Meta Description: Apple sued by authors for allegedly using pirated books to train AI models without permission. Learn how this lawsuit could reshape AI training practices.
Apple, known for its stance on user privacy and ethical business practices, now faces an AI training data copyright lawsuit. Two U.S. authors, Grady Hendrix and Jennifer Roberson, filed a proposed class action in early September 2025 alleging Apple used their copyrighted books without permission to train its language models. The complaint points to Books3 and RedPajama derived datasets that have been described by some observers as pirated training data. Could this high profile case force the industry to change how it sources training material and increase demands for dataset disclosure and licensed content deals?
For years, companies have relied on large scraped datasets to train generative AI systems. The Books3 dataset, at the center of this suit, contains tens of thousands of books and has been used by multiple AI developers despite questions around provenance. The lawsuit arrives as courts and legislators are increasingly focused on fair use in AI training and on policies that require transparency in AI training datasets.
This case follows a wave of litigation and settlements in 2024 to 2025 that made headlines and set new expectations for AI companies. A record breaking settlement earlier this year highlighted the financial exposure companies face when training models on disputed content. Plaintiffs are seeking monetary damages and injunctive relief that could force companies to retrain models using only properly licensed material, a costly and time consuming process.

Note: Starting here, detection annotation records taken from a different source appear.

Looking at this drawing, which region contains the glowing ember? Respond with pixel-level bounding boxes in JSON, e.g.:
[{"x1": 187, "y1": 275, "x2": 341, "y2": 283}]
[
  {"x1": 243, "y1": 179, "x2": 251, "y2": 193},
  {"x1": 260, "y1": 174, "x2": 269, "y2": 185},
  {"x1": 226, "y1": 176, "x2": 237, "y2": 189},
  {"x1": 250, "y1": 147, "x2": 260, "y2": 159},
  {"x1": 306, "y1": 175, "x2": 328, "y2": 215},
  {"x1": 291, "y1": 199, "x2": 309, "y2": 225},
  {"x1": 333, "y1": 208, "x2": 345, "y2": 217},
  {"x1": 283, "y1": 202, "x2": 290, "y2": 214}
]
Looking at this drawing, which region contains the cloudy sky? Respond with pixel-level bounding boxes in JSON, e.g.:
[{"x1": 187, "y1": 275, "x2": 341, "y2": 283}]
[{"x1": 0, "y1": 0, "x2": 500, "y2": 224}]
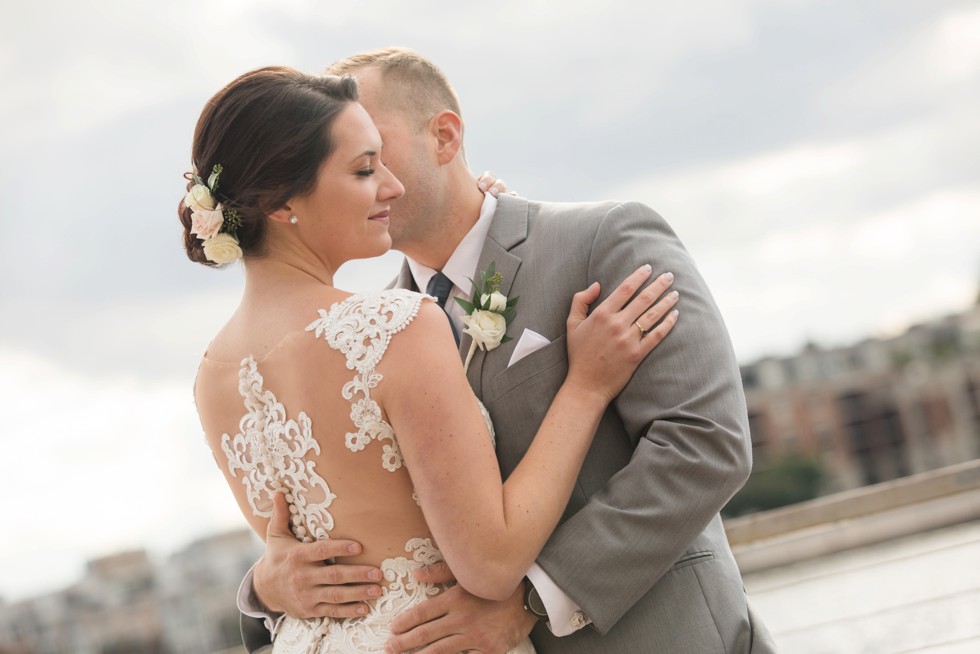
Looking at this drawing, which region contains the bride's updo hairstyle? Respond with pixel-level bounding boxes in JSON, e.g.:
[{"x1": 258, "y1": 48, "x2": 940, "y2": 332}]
[{"x1": 178, "y1": 66, "x2": 357, "y2": 266}]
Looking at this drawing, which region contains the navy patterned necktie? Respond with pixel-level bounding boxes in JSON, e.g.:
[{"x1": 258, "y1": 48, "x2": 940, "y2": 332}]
[{"x1": 425, "y1": 271, "x2": 459, "y2": 347}]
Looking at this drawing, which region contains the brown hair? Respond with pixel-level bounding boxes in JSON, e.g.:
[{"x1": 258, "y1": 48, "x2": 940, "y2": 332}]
[
  {"x1": 325, "y1": 47, "x2": 463, "y2": 130},
  {"x1": 178, "y1": 66, "x2": 357, "y2": 266}
]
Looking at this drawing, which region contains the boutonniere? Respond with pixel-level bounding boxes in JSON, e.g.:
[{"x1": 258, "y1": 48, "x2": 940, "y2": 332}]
[{"x1": 456, "y1": 262, "x2": 517, "y2": 371}]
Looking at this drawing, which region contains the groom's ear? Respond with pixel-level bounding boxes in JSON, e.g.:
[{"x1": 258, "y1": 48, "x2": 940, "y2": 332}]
[{"x1": 429, "y1": 109, "x2": 463, "y2": 166}]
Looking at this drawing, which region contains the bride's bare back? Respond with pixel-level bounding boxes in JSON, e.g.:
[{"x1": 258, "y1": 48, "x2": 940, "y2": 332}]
[
  {"x1": 195, "y1": 290, "x2": 490, "y2": 652},
  {"x1": 195, "y1": 291, "x2": 444, "y2": 565}
]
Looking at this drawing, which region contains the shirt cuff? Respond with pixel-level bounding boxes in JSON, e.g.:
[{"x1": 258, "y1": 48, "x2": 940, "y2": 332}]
[
  {"x1": 238, "y1": 563, "x2": 288, "y2": 638},
  {"x1": 527, "y1": 563, "x2": 592, "y2": 636}
]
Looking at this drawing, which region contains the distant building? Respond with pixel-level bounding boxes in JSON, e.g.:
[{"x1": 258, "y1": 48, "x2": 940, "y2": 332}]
[
  {"x1": 0, "y1": 529, "x2": 261, "y2": 654},
  {"x1": 0, "y1": 551, "x2": 165, "y2": 654},
  {"x1": 160, "y1": 528, "x2": 262, "y2": 654},
  {"x1": 742, "y1": 305, "x2": 980, "y2": 491}
]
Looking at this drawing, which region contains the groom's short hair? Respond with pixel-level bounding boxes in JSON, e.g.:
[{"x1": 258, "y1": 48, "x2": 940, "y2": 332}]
[{"x1": 324, "y1": 47, "x2": 463, "y2": 129}]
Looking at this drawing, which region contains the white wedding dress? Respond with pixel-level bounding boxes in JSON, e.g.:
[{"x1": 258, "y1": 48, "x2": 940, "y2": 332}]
[{"x1": 209, "y1": 289, "x2": 534, "y2": 654}]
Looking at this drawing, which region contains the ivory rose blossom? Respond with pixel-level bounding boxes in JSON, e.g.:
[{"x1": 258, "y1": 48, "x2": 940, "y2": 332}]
[
  {"x1": 203, "y1": 234, "x2": 242, "y2": 264},
  {"x1": 480, "y1": 291, "x2": 507, "y2": 311},
  {"x1": 463, "y1": 309, "x2": 507, "y2": 351},
  {"x1": 184, "y1": 184, "x2": 214, "y2": 211},
  {"x1": 191, "y1": 204, "x2": 225, "y2": 241}
]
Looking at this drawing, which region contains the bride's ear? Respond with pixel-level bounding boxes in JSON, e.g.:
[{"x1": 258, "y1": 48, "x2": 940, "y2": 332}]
[{"x1": 265, "y1": 204, "x2": 295, "y2": 223}]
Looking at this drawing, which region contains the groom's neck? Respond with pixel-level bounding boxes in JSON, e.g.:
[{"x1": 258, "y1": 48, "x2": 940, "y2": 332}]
[{"x1": 399, "y1": 176, "x2": 484, "y2": 270}]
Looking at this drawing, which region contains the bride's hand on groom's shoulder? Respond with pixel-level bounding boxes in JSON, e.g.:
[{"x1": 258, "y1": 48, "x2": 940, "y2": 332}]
[
  {"x1": 253, "y1": 493, "x2": 381, "y2": 618},
  {"x1": 385, "y1": 576, "x2": 537, "y2": 654}
]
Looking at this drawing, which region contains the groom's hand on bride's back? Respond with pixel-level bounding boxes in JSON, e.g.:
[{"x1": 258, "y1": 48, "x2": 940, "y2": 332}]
[
  {"x1": 253, "y1": 493, "x2": 381, "y2": 618},
  {"x1": 385, "y1": 563, "x2": 537, "y2": 654}
]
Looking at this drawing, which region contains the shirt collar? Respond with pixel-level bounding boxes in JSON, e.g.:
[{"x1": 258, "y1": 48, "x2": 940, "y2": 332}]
[{"x1": 405, "y1": 193, "x2": 497, "y2": 295}]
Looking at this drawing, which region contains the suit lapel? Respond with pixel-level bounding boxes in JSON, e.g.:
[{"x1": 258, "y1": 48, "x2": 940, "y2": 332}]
[{"x1": 459, "y1": 195, "x2": 528, "y2": 397}]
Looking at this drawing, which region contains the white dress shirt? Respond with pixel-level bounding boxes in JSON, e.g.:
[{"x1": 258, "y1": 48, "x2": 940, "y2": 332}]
[{"x1": 406, "y1": 193, "x2": 591, "y2": 636}]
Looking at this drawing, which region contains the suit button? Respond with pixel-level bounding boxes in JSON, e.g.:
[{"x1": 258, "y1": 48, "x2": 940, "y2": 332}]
[{"x1": 568, "y1": 611, "x2": 591, "y2": 629}]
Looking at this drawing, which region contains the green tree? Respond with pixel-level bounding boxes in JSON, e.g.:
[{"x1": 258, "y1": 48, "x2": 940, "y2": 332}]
[{"x1": 722, "y1": 454, "x2": 826, "y2": 518}]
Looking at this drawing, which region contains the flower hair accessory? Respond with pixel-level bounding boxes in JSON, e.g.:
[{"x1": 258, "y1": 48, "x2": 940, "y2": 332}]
[
  {"x1": 455, "y1": 262, "x2": 518, "y2": 371},
  {"x1": 184, "y1": 164, "x2": 243, "y2": 264}
]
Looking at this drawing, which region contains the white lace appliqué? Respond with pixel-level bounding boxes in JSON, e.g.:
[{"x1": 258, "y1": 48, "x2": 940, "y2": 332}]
[
  {"x1": 306, "y1": 289, "x2": 424, "y2": 472},
  {"x1": 221, "y1": 357, "x2": 336, "y2": 542}
]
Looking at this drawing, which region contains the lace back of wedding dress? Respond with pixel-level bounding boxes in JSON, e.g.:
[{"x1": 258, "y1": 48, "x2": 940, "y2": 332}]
[{"x1": 215, "y1": 290, "x2": 533, "y2": 654}]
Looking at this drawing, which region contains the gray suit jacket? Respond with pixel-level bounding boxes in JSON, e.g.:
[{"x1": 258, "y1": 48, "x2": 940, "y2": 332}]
[{"x1": 396, "y1": 195, "x2": 775, "y2": 654}]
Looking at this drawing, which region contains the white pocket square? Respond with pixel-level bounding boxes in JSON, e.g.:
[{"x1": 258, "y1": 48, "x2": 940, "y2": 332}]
[{"x1": 507, "y1": 329, "x2": 551, "y2": 368}]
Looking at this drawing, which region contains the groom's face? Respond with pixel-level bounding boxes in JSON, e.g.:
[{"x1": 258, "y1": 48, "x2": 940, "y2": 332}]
[{"x1": 354, "y1": 67, "x2": 445, "y2": 257}]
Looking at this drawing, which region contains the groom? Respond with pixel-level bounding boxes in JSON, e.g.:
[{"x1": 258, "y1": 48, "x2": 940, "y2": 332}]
[{"x1": 237, "y1": 48, "x2": 775, "y2": 654}]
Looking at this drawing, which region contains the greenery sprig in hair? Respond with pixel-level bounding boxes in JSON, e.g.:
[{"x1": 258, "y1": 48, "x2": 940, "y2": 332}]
[{"x1": 184, "y1": 164, "x2": 243, "y2": 264}]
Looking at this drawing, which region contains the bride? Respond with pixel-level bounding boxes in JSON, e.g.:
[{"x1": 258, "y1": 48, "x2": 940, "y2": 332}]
[{"x1": 179, "y1": 67, "x2": 676, "y2": 653}]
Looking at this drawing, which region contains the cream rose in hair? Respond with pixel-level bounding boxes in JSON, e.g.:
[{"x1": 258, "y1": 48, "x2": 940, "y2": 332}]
[
  {"x1": 203, "y1": 234, "x2": 242, "y2": 264},
  {"x1": 191, "y1": 204, "x2": 225, "y2": 241},
  {"x1": 184, "y1": 184, "x2": 215, "y2": 211}
]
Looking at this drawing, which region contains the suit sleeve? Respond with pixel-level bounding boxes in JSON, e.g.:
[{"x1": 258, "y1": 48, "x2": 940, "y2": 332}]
[{"x1": 537, "y1": 203, "x2": 751, "y2": 634}]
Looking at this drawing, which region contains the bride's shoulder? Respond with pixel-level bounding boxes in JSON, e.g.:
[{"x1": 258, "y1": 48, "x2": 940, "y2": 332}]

The outcome could accelerate several trends we are already seeing:
Apple's lawsuit over alleged use of pirated books for AI training is more than a single legal dispute. It underscores the shift toward heightened legal scrutiny of how commercial AI systems are trained and the growing demand for transparency in AI training datasets. Companies that adopt robust licensing practices, document dataset provenance, and embrace transparent policies will be better positioned as the legal and regulatory landscape evolves.